To better illustrate the capabilities of CmpCov and tracing data flow in general, we developed a demonstration program demo.cc, which expects the following data on standard input:

  • A "The quick brown fox " string checked with memcmp,
  • A "jumps over " string checked with strncmp,
  • A "the lazy dog" string checked with strcmp,
  • A 0xCAFEBABECAFEBABE 64-bit constant,
  • A 0xDEADC0DE 32-bit constant,
  • A 0xBEEF 16-bit constant.

Furthermore, we built a trivial fuzzer, which replaces subsequent bytes in the input stream with random values, until the coverage grows. A conventional fuzzer without any insight into the comparisons taking place wouldn't be able to progress through the checks. With CmpCov, all 57 bytes of input were successfully discovered in less than 4 minutes in our test run:

$ python fuzzer.py ./demo
---------- Initial coverage (2019-02-05 16:58:10, 2 traces) ----------
00000000: 26 3d 77 b7 bc bf 82 41 b4 a6 f2 c0 57 57 54 18 &=w....A....WWT.
00000010: 0c 29 01 72 e5 d4 a6 c0 ce bd b9 02 6c 87 24 48 .).r........l.$H
00000020: 7b 7d bb 34 08 60 5f 3a 0a 9a 06 ab f4 71 98 14 {}.4.`_:.....q..
00000030: 4c 84 e6 49 93 21 b0 2a 0d                      L..I.!.*.

[...]

---------- New coverage (2019-02-05 16:59:10, 24 traces) ----------
00000000: 54 68 65 20 71 75 69 63 6b 20 62 72 6f 77 6e 20 The quick brown
00000010: 66 6f 78 20 6a d4 a6 c0 ce bd b9 02 6c 87 24 48 fox j.......l.$H
00000020: 7b 7d bb 34 08 60 5f 3a 0a 9a 06 ab f4 71 98 14 {}.4.`_:.....q..
00000030: 4c 84 e6 49 93 21 b0 2a 0d                      L..I.!.*.

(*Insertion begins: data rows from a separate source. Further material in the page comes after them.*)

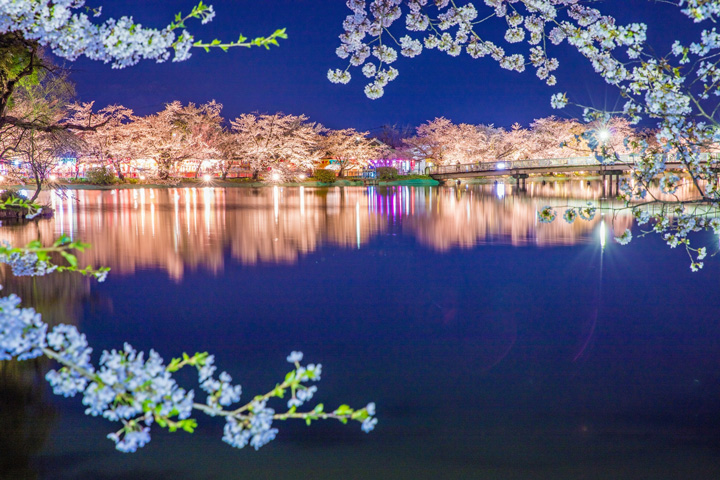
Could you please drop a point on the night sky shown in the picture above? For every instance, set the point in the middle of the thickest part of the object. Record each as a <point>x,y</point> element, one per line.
<point>292,78</point>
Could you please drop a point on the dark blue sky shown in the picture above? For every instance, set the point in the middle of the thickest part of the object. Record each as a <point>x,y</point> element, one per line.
<point>292,78</point>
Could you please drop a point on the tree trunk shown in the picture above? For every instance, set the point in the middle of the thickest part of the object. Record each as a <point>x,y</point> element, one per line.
<point>38,187</point>
<point>118,171</point>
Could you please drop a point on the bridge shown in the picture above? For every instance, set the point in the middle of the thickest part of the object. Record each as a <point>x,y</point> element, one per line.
<point>520,170</point>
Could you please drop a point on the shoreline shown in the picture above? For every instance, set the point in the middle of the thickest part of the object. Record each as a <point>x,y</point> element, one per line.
<point>191,183</point>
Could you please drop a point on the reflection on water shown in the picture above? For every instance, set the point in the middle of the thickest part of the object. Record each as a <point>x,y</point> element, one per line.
<point>180,228</point>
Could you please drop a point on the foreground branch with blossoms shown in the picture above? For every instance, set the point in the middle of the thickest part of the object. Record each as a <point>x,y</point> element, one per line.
<point>679,88</point>
<point>65,27</point>
<point>138,391</point>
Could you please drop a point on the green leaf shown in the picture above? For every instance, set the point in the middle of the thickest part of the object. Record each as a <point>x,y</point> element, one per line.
<point>343,410</point>
<point>71,259</point>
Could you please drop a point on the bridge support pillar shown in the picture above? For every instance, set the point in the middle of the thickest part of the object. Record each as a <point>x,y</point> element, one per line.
<point>521,179</point>
<point>607,182</point>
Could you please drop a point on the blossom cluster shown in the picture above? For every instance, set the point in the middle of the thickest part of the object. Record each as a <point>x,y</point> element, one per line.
<point>681,89</point>
<point>138,390</point>
<point>66,28</point>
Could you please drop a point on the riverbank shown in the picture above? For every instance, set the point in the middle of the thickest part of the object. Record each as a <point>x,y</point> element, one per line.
<point>247,183</point>
<point>232,183</point>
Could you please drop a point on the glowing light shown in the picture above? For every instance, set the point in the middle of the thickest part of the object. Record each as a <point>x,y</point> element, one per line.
<point>604,134</point>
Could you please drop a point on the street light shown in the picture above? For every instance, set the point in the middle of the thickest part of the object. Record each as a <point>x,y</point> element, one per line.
<point>604,135</point>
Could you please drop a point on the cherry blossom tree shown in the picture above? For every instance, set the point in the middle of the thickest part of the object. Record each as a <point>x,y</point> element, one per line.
<point>32,140</point>
<point>176,134</point>
<point>279,144</point>
<point>678,89</point>
<point>113,141</point>
<point>350,148</point>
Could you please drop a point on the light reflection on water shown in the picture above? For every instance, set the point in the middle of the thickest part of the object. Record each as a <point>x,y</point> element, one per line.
<point>178,228</point>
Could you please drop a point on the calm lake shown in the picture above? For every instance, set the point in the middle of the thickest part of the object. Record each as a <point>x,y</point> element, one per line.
<point>494,346</point>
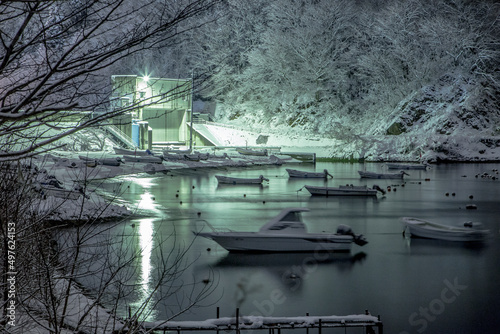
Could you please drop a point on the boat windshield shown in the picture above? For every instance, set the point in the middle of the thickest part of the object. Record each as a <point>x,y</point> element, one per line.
<point>292,217</point>
<point>288,221</point>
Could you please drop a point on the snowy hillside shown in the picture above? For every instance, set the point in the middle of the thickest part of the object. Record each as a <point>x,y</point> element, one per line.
<point>455,119</point>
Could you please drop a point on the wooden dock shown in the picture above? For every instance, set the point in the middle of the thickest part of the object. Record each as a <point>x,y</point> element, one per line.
<point>372,324</point>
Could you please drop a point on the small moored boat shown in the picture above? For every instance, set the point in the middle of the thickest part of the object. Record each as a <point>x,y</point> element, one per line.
<point>144,159</point>
<point>286,233</point>
<point>373,175</point>
<point>347,190</point>
<point>240,180</point>
<point>425,229</point>
<point>135,152</point>
<point>248,151</point>
<point>308,175</point>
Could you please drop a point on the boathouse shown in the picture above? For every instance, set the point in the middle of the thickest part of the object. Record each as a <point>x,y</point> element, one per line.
<point>158,110</point>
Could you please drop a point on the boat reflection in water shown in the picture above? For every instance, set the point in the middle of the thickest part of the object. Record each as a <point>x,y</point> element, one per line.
<point>291,269</point>
<point>285,233</point>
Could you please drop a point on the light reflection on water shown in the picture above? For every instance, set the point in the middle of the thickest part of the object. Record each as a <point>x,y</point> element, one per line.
<point>393,276</point>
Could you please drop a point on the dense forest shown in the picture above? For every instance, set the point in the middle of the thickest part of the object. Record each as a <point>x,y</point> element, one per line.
<point>333,67</point>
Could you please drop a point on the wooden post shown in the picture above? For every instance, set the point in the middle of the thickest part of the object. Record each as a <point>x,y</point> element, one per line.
<point>307,328</point>
<point>237,320</point>
<point>218,313</point>
<point>380,326</point>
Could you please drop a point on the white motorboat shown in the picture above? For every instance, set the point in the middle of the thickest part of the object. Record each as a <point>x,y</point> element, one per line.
<point>347,190</point>
<point>286,233</point>
<point>249,151</point>
<point>308,175</point>
<point>240,180</point>
<point>401,166</point>
<point>373,175</point>
<point>425,229</point>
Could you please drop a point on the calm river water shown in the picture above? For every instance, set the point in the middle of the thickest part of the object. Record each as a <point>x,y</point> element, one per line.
<point>415,285</point>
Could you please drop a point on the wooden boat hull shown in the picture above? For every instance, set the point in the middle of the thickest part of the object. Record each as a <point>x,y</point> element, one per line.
<point>341,191</point>
<point>425,229</point>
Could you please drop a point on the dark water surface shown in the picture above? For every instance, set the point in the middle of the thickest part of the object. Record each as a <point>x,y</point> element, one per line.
<point>415,285</point>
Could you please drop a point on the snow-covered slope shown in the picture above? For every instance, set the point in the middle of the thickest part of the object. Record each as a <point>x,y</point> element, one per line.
<point>456,118</point>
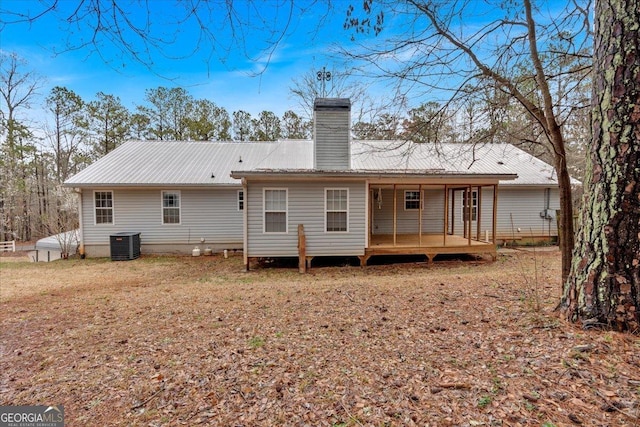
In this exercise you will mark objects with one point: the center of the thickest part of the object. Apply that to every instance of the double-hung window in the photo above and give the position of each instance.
(336, 209)
(275, 210)
(465, 205)
(171, 207)
(103, 205)
(411, 200)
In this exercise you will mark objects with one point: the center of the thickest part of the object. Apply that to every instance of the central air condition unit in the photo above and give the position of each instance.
(125, 246)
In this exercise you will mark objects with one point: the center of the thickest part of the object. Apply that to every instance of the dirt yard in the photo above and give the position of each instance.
(198, 341)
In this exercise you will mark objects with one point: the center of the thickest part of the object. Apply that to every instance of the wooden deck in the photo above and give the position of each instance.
(429, 245)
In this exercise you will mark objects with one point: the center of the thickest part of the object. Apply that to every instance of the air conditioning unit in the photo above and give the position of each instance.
(125, 246)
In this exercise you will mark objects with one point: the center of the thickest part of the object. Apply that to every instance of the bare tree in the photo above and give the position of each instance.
(17, 89)
(108, 123)
(242, 125)
(142, 30)
(604, 285)
(65, 135)
(435, 50)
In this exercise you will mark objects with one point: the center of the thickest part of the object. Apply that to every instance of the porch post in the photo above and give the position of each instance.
(395, 215)
(446, 215)
(495, 212)
(453, 211)
(469, 218)
(420, 202)
(370, 206)
(479, 214)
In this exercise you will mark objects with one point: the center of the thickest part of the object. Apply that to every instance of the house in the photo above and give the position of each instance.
(351, 198)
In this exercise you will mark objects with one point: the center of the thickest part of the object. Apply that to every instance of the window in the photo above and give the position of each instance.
(336, 208)
(240, 200)
(275, 210)
(103, 203)
(411, 200)
(171, 207)
(474, 206)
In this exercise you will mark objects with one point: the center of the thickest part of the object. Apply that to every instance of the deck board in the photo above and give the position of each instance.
(428, 244)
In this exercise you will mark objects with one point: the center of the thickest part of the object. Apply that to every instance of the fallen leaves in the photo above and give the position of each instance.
(183, 341)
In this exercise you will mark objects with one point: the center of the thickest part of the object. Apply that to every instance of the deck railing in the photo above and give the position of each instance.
(9, 246)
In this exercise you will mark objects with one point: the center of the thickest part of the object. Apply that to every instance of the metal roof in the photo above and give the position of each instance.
(180, 163)
(483, 159)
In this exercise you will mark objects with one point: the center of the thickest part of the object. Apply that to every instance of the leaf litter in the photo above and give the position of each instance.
(198, 341)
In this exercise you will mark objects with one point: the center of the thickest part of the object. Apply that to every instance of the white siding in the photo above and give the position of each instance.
(211, 214)
(306, 206)
(524, 205)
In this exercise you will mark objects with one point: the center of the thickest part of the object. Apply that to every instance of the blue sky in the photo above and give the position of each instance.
(242, 72)
(230, 75)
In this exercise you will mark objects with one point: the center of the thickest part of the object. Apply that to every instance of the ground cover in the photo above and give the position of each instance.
(198, 341)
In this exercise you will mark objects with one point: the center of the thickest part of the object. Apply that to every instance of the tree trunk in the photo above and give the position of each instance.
(604, 284)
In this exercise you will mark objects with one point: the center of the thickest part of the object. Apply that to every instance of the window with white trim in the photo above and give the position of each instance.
(474, 205)
(103, 207)
(275, 210)
(412, 200)
(240, 200)
(336, 209)
(171, 207)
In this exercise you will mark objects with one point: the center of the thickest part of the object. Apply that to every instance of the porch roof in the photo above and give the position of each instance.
(377, 176)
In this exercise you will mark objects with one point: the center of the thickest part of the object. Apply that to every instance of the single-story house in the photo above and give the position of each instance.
(349, 197)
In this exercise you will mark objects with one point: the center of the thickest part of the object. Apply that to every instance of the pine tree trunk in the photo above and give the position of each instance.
(604, 284)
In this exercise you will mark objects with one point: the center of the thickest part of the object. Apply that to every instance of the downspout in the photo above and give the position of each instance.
(78, 191)
(245, 225)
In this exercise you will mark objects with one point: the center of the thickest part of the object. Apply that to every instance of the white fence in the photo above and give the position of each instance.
(8, 246)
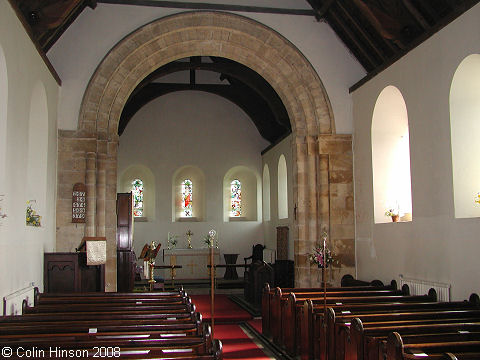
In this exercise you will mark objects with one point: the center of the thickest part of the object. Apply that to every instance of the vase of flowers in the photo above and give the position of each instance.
(32, 218)
(317, 257)
(172, 241)
(210, 239)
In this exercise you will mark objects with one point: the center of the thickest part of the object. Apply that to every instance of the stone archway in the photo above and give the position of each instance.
(209, 34)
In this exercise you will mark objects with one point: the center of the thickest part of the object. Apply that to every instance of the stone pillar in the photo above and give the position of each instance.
(301, 221)
(111, 215)
(90, 182)
(337, 165)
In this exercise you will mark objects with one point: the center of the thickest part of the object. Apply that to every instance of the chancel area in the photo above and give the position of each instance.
(306, 145)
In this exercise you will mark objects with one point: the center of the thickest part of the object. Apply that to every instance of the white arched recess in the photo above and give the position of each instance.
(143, 173)
(251, 194)
(465, 130)
(197, 177)
(3, 132)
(37, 149)
(266, 193)
(206, 33)
(282, 188)
(391, 156)
(3, 121)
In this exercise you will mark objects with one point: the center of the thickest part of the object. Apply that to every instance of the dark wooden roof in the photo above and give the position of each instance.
(377, 33)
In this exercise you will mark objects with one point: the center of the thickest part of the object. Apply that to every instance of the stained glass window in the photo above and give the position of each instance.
(137, 191)
(236, 198)
(187, 198)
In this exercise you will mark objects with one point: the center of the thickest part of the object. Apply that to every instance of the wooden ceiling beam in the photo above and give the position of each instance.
(353, 39)
(260, 113)
(320, 11)
(210, 6)
(416, 14)
(366, 36)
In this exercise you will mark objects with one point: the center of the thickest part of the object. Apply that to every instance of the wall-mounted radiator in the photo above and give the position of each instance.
(12, 303)
(421, 287)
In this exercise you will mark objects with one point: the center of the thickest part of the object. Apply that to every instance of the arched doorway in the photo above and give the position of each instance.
(210, 34)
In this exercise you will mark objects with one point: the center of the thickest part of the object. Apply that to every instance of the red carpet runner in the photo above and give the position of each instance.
(236, 344)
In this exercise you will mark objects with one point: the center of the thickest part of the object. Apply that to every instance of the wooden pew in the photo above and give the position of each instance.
(399, 348)
(312, 316)
(339, 330)
(309, 309)
(280, 308)
(367, 340)
(271, 301)
(291, 307)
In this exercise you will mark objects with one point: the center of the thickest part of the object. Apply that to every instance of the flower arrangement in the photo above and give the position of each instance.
(32, 218)
(317, 257)
(2, 214)
(172, 241)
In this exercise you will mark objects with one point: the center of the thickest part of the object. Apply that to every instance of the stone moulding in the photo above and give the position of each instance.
(204, 34)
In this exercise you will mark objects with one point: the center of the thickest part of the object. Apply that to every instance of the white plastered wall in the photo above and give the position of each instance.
(271, 158)
(200, 130)
(22, 247)
(435, 245)
(75, 56)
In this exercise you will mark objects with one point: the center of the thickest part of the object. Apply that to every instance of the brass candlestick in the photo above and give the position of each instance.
(189, 238)
(151, 264)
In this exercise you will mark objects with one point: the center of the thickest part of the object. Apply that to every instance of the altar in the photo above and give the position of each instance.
(193, 261)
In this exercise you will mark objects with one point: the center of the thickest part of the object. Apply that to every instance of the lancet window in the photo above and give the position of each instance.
(187, 198)
(137, 192)
(236, 198)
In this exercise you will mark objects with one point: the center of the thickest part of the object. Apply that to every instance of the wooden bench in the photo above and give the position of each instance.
(85, 325)
(271, 300)
(315, 316)
(291, 307)
(368, 340)
(399, 348)
(282, 313)
(338, 326)
(305, 323)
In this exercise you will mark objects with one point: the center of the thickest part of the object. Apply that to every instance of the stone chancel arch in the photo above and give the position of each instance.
(207, 34)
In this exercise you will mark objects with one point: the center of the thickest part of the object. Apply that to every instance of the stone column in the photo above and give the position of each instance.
(101, 189)
(111, 215)
(90, 182)
(301, 222)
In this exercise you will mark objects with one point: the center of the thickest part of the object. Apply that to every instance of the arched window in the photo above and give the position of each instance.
(465, 127)
(137, 191)
(187, 198)
(236, 198)
(392, 192)
(282, 188)
(266, 193)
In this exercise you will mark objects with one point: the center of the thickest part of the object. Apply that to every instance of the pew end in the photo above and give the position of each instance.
(474, 299)
(394, 346)
(217, 349)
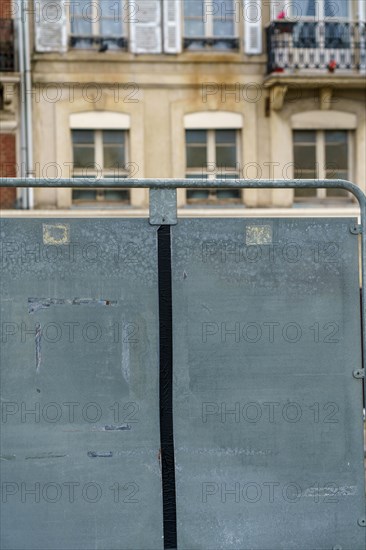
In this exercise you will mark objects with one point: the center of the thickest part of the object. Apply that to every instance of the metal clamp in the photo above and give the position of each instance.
(355, 229)
(163, 207)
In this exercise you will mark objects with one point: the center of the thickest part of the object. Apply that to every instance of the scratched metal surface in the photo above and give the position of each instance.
(79, 315)
(268, 418)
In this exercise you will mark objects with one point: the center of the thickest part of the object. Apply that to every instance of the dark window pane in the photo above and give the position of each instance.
(305, 157)
(194, 8)
(303, 8)
(305, 193)
(83, 156)
(116, 195)
(225, 136)
(223, 28)
(226, 156)
(194, 24)
(196, 148)
(83, 136)
(196, 156)
(224, 194)
(336, 150)
(336, 8)
(336, 136)
(113, 136)
(111, 21)
(114, 157)
(196, 136)
(81, 17)
(306, 136)
(198, 194)
(84, 194)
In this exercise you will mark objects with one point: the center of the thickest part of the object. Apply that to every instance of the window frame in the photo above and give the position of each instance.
(96, 37)
(322, 194)
(209, 39)
(99, 169)
(220, 172)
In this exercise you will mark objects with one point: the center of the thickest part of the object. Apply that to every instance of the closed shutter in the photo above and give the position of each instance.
(280, 6)
(172, 26)
(50, 26)
(362, 10)
(145, 27)
(252, 27)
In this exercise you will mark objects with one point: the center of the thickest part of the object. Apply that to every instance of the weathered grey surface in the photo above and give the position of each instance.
(71, 282)
(285, 471)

---------- New coverage (2019-02-05 16:59:14, 25 traces) ----------
00000000: 54 68 65 20 71 75 69 63 6b 20 62 72 6f 77 6e 20 The quick brown
00000010: 66 6f 78 20 6a 75 a6 c0 ce bd b9 02 6c 87 24 48 fox ju......l.$H
00000020: 7b 7d bb 34 08 60 5f 3a 0a 9a 06 ab f4 71 98 14 {}.4.`_:.....q..
00000030: 4c 84 e6 49 93 21 b0 2a 0d                      L..I.!.*.

[...]

---------- New coverage (2019-02-05 17:01:34, 65 traces) ----------
00000000: 54 68 65 20 71 75 69 63 6b 20 62 72 6f 77 6e 20 The quick brown
00000010: 66 6f 78 20 6a 75 6d 70 73 20 6f 76 65 72 20 74 fox jumps over t
00000020: 68 65 20 6c 61 7a 79 20 64 6f 67 be ba fe ca be he lazy dog.....
00000030: ba fe ca de c0 ad de ef be                      .........

$

Disclaimer

This is not an official Google product.